What causes friction burns on penises?

You can get a friction burn on your penis from a number of things: intense rubbing during masturbation or sex, drying yourself too roughly with your towel after washing, or even wearing too-tight underwear whilst exercising.

How should I treat friction burn on my penis?

Penile friction burn should heal itself in around a week, but you can aid its recovery by wearing loose-fitting underwear made of a natural fabric like cotton, avoiding rubbing the area (no sex or masturbation for a week), and use a soothing, fragrance-free moisturiser or gel.

What if the friction burn doesn’t go away?

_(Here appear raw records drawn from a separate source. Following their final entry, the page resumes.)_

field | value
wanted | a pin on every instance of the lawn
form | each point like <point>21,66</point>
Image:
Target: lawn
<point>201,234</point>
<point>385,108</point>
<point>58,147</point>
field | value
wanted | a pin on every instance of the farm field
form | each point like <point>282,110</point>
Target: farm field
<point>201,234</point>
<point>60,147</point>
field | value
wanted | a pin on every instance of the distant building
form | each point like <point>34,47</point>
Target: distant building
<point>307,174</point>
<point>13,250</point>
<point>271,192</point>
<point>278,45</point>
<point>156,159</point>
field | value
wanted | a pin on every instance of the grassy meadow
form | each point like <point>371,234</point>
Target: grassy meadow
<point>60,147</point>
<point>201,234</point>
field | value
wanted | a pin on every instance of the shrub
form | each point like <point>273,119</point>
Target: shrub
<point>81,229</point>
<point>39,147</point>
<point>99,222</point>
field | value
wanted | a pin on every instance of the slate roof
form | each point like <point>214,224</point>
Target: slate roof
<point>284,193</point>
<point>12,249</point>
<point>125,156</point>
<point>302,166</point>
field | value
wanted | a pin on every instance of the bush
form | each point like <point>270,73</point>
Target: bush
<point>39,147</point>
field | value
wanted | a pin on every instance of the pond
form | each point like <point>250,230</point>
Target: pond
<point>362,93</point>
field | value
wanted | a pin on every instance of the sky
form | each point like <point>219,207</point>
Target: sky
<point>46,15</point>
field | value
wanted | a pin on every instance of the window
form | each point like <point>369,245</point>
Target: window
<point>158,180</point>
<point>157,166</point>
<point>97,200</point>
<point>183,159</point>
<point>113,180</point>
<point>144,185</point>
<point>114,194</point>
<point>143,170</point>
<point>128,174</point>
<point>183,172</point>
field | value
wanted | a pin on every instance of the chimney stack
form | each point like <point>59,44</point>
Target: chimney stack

If the red, sore area on your penis doesn’t start to fade after a few days, it may be a sign of a more serious medical condition, such as Balanitis or an STI – contact your doctor immediately.

References

  1. A. Agrawal, S.C. Raibagkar, and H.J. Vora (2008). Friction Burns: Epidemiology and Prevention: https://www.ncbi.nlm.nih.gov/pmc/articles/PMC3188131/

  2. NHS – Balanitis: https://www.nhs.uk/conditions/balanitis/

  3. NHS – Sexually transmitted infections (STIs): https://www.nhs.uk/conditions/sexually-transmitted-infections-stis/

While we've ensured that everything you read on the Health Centre is medically reviewed and approved, information presented here is not intended to be a substitute for professional medical advice, diagnosis, or treatment. It should never be relied upon for specific medical advice. If you have any questions or concerns, please talk to your doctor.